Lire sans gants ? – à propos de Notre dernière sauvagerie d’Éloïse Lièvre
Il y a dans Notre dernière sauvagerie plusieurs livres, puisque c’est un livre sur les livres, qui est d’abord un livre sur soi : un livre sur la solitude, et peut-être la solitude des livres, celle qui les rend possibles, qu’on les écrive ou qu’on les lise.

Le principe en est assez simple, selon un dispositif qui n’étonnera pas de la part d’Eloïse Lièvre, dont le précédent ouvrage, Les Gens heureux n’ont pas d’histoire, avait été très remarqué : on y découvrait, comme une sorte de calendrier de l’avent, le compte à rebours photographique de l’écrivaine récapitulant sa vie jusqu’à l’anniversaire de ses quarante ans.
Notre dernière sauvagerie est à nouveau un livre d’images, mais sans image : un livre d’imagination, où il faut réinventer les photographies « des gens qui lisent dans le métro » qu’Eloïse Lièvre a décidé de prendre, à partir du 12 décembre 2014. La date n’est pas sans importance, qui signale un protocole précis, dont compte surtout l’origine : la fin d’une histoire, celle d’un couple qui se sépare et dont l’aimé devient « le père de mes enfants », ainsi qu’il sera dès lors désigné, mais aussi la fin définitive de l’enfance, à quelques jours des attentats de janvier 2015 à Paris, dont Eloïse Lièvre évoque la perspective dans de belles pages assez risquées, où se disent et se nouent, à travers le motif de la lecture, les liens parfois tragiques du monde et du moi.

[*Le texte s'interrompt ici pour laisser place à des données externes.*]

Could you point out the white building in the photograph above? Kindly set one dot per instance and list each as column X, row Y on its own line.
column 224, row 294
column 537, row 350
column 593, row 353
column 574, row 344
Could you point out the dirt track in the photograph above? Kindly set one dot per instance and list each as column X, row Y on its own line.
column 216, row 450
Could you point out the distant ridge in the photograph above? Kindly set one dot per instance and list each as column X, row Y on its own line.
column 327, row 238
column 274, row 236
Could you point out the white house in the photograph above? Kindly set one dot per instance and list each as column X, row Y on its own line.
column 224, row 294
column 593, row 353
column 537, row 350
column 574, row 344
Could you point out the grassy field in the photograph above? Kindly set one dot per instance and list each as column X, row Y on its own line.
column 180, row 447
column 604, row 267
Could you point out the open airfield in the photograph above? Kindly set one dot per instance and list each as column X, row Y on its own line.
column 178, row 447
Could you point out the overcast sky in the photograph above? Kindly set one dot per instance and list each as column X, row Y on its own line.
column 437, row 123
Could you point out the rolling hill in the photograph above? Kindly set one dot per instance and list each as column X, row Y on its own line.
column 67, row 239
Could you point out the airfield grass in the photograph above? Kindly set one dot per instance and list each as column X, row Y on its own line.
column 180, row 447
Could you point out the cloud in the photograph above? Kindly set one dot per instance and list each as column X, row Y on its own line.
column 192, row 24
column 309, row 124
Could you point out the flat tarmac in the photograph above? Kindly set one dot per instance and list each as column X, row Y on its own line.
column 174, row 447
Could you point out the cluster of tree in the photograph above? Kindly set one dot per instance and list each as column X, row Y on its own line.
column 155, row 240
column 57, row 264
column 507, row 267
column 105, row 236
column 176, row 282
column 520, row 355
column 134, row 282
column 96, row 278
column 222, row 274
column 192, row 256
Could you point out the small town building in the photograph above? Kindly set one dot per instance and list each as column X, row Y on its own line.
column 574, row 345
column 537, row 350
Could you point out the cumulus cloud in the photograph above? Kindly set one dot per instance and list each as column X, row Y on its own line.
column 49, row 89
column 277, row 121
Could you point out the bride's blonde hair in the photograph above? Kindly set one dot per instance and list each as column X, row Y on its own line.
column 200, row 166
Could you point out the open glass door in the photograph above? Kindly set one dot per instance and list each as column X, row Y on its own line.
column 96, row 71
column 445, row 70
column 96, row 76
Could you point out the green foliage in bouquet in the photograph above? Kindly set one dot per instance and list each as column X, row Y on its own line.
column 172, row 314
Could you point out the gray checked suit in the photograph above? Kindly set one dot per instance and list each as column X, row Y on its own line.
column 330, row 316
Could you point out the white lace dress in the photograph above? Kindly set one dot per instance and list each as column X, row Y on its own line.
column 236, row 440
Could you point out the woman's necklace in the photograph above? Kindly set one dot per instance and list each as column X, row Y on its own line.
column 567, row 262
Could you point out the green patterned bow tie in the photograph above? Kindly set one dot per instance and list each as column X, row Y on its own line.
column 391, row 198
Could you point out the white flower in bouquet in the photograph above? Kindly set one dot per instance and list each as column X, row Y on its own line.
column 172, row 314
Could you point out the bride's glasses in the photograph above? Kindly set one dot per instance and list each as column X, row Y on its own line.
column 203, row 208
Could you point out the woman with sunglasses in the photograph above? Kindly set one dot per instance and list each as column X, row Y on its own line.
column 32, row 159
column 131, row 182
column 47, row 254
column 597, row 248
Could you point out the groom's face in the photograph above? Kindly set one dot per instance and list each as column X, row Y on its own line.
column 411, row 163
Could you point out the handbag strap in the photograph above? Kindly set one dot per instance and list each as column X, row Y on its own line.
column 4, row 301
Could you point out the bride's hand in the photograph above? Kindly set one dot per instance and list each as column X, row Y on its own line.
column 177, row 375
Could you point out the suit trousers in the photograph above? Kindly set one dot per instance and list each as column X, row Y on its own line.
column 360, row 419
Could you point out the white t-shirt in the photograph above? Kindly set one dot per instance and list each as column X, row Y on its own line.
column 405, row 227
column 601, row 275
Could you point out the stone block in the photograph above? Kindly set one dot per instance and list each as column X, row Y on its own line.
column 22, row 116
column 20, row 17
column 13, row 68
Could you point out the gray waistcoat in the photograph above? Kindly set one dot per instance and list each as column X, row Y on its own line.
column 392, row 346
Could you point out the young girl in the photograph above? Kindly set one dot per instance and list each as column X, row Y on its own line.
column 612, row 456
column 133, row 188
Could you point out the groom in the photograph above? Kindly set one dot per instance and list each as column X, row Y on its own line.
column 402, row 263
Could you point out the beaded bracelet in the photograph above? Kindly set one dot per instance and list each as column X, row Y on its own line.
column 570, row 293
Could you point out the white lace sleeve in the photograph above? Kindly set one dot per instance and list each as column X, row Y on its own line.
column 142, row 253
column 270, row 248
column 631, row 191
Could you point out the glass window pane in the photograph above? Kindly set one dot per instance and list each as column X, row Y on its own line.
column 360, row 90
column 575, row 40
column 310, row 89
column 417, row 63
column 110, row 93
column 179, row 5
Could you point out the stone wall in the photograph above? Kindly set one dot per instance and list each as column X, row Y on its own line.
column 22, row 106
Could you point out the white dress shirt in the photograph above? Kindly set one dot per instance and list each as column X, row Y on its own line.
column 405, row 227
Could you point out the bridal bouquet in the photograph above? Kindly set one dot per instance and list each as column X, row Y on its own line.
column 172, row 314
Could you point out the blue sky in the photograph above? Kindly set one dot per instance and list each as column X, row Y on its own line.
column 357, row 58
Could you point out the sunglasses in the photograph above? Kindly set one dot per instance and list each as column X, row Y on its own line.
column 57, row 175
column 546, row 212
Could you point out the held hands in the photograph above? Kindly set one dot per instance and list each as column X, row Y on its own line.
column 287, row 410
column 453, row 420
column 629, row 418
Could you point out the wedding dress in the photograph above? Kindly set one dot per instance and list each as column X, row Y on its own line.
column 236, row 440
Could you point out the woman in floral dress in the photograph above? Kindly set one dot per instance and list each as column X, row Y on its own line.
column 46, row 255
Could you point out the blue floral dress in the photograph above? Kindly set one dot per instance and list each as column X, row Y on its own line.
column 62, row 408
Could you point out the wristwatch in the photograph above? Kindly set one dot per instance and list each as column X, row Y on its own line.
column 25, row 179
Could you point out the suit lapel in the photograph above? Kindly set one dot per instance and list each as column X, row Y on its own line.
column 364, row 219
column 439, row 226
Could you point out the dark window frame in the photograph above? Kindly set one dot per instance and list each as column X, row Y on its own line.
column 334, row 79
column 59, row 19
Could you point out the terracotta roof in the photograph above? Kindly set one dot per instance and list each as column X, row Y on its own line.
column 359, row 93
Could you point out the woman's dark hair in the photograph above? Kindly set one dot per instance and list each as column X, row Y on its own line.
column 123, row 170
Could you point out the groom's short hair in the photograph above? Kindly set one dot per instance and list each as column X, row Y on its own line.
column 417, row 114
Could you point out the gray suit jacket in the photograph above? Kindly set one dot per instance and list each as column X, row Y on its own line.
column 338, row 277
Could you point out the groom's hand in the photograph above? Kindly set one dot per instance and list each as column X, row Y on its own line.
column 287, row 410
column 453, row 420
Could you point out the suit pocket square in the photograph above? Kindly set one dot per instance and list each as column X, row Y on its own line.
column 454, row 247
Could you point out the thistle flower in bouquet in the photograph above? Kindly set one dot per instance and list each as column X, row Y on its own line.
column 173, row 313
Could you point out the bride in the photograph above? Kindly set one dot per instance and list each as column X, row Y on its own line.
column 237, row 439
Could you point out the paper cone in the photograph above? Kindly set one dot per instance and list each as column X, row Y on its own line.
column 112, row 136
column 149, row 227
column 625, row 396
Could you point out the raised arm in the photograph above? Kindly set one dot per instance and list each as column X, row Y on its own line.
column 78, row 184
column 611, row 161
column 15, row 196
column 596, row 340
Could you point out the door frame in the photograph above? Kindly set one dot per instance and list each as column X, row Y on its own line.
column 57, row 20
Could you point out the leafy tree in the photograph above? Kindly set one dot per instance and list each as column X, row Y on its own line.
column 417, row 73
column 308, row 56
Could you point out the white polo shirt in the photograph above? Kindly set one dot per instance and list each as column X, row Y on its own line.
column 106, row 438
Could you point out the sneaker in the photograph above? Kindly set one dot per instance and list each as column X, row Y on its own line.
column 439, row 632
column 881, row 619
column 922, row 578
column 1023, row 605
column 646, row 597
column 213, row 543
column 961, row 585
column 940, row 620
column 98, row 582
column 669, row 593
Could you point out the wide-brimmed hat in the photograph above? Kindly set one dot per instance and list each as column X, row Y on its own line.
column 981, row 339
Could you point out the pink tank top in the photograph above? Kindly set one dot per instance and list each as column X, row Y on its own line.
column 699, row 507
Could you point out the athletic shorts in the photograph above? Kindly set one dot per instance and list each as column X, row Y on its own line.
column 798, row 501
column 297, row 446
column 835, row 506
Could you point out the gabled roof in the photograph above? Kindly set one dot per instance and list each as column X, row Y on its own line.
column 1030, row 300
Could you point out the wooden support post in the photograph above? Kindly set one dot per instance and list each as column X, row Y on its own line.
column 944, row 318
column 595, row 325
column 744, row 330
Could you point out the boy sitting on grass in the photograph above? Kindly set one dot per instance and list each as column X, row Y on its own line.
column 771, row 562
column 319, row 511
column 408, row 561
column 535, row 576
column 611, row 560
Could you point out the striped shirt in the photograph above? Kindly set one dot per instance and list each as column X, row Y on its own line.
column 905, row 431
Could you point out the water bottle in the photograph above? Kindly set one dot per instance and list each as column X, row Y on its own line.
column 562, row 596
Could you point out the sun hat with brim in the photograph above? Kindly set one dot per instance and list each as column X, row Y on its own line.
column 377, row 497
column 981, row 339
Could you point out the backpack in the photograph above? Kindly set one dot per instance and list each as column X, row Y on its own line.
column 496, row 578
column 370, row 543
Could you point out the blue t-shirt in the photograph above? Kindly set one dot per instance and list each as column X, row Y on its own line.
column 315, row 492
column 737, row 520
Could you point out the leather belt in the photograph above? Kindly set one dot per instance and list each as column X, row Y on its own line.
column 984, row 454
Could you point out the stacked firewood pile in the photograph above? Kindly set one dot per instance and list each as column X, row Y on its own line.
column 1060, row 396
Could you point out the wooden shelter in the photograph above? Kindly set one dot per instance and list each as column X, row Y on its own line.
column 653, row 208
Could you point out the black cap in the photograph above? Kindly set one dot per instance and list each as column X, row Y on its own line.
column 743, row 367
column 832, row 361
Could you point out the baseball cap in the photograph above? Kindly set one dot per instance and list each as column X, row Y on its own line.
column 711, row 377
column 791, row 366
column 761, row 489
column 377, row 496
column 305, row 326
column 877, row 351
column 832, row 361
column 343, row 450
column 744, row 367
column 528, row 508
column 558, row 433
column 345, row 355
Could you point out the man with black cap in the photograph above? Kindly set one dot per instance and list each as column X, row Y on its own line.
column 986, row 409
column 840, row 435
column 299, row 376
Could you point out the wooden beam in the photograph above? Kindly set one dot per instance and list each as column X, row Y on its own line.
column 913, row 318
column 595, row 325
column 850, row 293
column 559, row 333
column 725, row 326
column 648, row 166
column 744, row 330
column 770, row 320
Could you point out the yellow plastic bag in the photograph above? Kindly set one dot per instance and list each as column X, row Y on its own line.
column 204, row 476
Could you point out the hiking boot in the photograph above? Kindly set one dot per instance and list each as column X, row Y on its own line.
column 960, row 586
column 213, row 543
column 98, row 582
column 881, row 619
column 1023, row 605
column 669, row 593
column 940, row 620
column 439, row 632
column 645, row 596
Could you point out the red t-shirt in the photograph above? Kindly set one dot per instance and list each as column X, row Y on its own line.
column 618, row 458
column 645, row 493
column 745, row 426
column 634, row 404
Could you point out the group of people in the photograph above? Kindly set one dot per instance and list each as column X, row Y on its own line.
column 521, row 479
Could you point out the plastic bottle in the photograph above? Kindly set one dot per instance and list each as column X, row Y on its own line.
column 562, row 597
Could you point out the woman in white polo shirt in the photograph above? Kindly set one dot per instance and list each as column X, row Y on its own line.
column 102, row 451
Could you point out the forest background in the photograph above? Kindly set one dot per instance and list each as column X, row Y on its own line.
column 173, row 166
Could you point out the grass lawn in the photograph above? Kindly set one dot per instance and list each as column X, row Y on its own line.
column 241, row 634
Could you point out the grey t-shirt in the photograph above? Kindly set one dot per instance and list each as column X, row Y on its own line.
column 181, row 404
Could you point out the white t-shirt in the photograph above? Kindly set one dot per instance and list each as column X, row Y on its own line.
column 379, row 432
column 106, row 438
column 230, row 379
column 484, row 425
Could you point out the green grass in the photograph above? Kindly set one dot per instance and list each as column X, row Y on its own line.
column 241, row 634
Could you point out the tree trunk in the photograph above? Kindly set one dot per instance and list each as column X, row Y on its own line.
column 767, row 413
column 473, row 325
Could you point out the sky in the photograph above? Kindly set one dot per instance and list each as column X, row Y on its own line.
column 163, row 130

L’écrivaine et presque enquêtrice envisage et met en ordre les mille et une façons de penser notre rapport aux livres.
« Le père de mes enfants » : voilà d’une certaine façon le héros-fantôme de ce drôle de récit, et son nom absent désigne un blanc, un vide, l’étiquette effacée d’une vie passée, ou du moins qu’on ne peut plus dire au présent, mais qui se poursuit tout de même avec la vivacité entêtante d’un souvenir de lecture : comme une identité perdue à laquelle on participait, dont les enfants continuent d’être l’incarnation, mais qui s’est, d’une certaine façon, dissoute dans la solitude.